Ideally, mitigation banking can best be implemented in the
context of watershed planning. Mitigation banks can be designed
and located to address specific watershed needs. This could mean
enhancing or restoring wetland functions that are in short
supply or are of critical importance in a given watershed or
drainage basin.
Good ecological assessment of watersheds, combined with
transportation, infrastructure, and development planning, will
allow mitigation banks to be designed and located in areas where
they serve the greatest ecological good. Ecology and the Corps
of Engineers developed
guidance on
how to select a mitigation site using a watershed-based approach.

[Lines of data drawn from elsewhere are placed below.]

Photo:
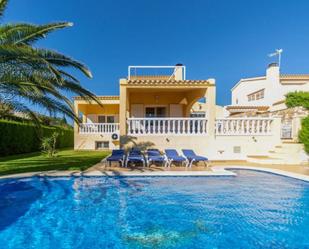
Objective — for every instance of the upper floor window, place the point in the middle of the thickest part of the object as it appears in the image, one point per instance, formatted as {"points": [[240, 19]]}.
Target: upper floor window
{"points": [[106, 119], [256, 95]]}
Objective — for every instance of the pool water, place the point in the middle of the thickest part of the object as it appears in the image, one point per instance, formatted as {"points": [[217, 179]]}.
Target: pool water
{"points": [[251, 210]]}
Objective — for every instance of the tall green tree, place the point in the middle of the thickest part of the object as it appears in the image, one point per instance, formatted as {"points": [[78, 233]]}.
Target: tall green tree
{"points": [[31, 76]]}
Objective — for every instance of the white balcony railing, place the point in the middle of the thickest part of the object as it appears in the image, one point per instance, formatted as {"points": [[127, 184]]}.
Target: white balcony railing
{"points": [[98, 128], [244, 127], [167, 126]]}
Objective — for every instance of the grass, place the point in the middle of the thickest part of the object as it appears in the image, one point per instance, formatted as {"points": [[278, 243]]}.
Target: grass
{"points": [[65, 160]]}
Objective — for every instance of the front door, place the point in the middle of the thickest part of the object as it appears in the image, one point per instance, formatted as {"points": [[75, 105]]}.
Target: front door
{"points": [[155, 112]]}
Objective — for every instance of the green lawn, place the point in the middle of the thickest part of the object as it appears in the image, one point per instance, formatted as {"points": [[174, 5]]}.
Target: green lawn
{"points": [[65, 160]]}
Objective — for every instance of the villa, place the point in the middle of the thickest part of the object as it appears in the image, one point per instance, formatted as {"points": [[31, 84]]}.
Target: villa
{"points": [[158, 107]]}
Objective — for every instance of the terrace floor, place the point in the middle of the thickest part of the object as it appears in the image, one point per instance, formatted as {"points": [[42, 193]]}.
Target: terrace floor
{"points": [[298, 169]]}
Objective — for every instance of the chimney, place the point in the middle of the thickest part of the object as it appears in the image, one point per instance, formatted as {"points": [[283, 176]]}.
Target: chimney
{"points": [[272, 72], [179, 72]]}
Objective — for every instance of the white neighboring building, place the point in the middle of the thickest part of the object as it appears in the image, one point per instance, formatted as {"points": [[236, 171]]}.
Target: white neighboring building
{"points": [[266, 93]]}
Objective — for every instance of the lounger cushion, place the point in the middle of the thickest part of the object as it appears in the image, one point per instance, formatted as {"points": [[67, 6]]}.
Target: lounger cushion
{"points": [[156, 158]]}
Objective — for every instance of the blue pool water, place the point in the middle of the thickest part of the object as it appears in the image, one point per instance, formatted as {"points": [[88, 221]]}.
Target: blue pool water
{"points": [[251, 210]]}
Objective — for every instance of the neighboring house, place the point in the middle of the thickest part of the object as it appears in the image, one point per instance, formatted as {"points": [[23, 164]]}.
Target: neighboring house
{"points": [[166, 110], [265, 97], [266, 93]]}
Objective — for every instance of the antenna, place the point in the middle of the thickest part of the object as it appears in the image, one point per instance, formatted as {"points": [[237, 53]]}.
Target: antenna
{"points": [[278, 53]]}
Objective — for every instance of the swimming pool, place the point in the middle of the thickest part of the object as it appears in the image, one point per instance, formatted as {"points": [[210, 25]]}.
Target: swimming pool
{"points": [[251, 210]]}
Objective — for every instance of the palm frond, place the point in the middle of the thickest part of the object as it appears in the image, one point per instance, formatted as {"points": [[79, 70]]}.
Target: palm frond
{"points": [[27, 34], [3, 4]]}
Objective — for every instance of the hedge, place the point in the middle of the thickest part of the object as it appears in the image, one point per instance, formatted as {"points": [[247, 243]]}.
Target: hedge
{"points": [[17, 137], [304, 133], [294, 99]]}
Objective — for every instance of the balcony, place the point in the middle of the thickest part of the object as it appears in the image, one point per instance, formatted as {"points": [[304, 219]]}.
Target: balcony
{"points": [[98, 128], [244, 127], [167, 126]]}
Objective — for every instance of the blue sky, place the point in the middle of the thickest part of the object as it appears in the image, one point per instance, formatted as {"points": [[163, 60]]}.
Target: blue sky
{"points": [[221, 39]]}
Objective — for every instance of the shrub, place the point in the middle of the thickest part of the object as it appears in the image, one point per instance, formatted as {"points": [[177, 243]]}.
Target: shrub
{"points": [[49, 144], [301, 99], [297, 99], [304, 133], [18, 137]]}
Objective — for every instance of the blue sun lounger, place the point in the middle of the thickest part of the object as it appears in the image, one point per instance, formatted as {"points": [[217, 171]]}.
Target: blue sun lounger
{"points": [[116, 156], [154, 156], [192, 157], [173, 156], [135, 156]]}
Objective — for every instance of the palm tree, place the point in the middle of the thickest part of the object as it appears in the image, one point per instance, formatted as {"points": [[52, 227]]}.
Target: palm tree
{"points": [[35, 76]]}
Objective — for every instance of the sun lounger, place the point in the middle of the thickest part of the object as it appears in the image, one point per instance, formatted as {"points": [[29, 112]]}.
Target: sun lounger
{"points": [[154, 156], [116, 156], [192, 157], [135, 156], [173, 156]]}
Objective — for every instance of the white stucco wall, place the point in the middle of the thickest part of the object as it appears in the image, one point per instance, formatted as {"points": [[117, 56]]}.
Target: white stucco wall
{"points": [[274, 90]]}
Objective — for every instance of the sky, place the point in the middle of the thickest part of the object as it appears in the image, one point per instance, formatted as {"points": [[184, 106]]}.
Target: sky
{"points": [[222, 39]]}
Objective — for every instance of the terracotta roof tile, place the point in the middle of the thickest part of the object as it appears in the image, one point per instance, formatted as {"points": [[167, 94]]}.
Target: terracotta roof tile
{"points": [[99, 97], [294, 76], [153, 82]]}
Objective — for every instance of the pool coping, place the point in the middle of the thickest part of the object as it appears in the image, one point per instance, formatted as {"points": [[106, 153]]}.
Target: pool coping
{"points": [[216, 171], [297, 176]]}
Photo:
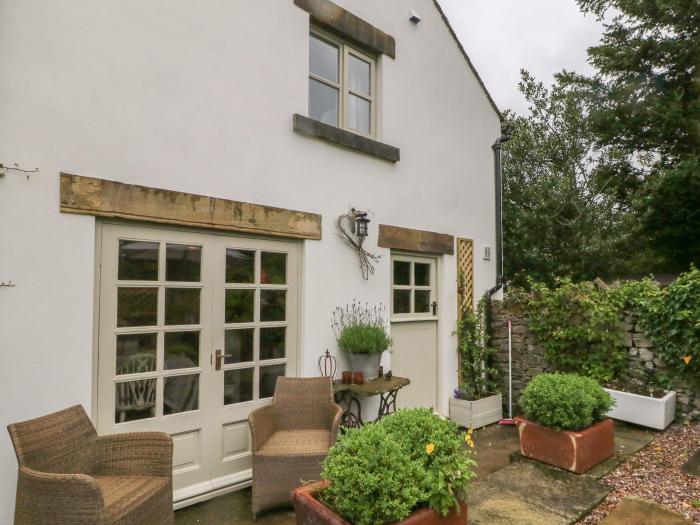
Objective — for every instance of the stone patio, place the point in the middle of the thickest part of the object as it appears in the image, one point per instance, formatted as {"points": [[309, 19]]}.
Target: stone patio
{"points": [[509, 489]]}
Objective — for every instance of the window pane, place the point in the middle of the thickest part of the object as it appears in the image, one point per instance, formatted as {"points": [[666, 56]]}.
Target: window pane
{"points": [[182, 306], [402, 272], [180, 394], [272, 341], [323, 103], [421, 274], [273, 268], [137, 306], [183, 263], [268, 379], [272, 305], [181, 350], [134, 400], [359, 75], [323, 59], [239, 346], [240, 266], [238, 386], [402, 301], [239, 306], [358, 114], [421, 301], [138, 261], [136, 353]]}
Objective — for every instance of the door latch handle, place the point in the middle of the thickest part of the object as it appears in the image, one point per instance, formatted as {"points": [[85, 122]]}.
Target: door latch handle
{"points": [[219, 357]]}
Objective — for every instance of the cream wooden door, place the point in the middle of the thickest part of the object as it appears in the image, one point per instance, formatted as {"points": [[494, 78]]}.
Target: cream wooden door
{"points": [[414, 320], [171, 302]]}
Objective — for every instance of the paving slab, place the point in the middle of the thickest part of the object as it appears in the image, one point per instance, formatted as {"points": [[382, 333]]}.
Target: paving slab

Ecological benefits include:
- Ensures greater likelihood of success, since banks must
be up and running before a wetland can be affected.
- Potential to consolidate piecemeal mitigation projects
into one contiguous, unified ecosystem. Such consolidation
encourages greater diversity of habitat and wetland
functions and creates more sustainable systems.
- Reduces temporal losses since mitigation banking
projects must be implemented in advance of impacts. Temporal
losses occur when impacts to existing wetlands are
compensated for with soon-to-be or newly constructed
wetlands.
- Provides more flexibility for mitigating unavoidable
damage by allowing mitigation to occur off-site when a
greater ecological benefit results.
- Provides a planning tool for meeting wetland needs
within a watershed, basin, or particular landscape, versus
being tied to piecemeal mitigation.
- Uses economic incentive to increase compliance. The bank
sponsor shoulders the burden of demonstrating - up front -
that the mitigation effort is successful. Monitoring and
maintenance are also required of the sponsor to ensure
continued success after construction is completed.
Economic benefits include:
- Increases efficiencies in permitting. There will be
opportunities to certify banks through local, state and
federal permitting activities concurrently. Those purchasing
credits from a bank experience a more streamlined permit
process, since proposed compensatory mitigation is already
constructed and functioning.
- Reduces enforcement burden on regulatory agencies. Each
mitigation bank applicant must demonstrate that performance
standards are met prior to the releasing of credits.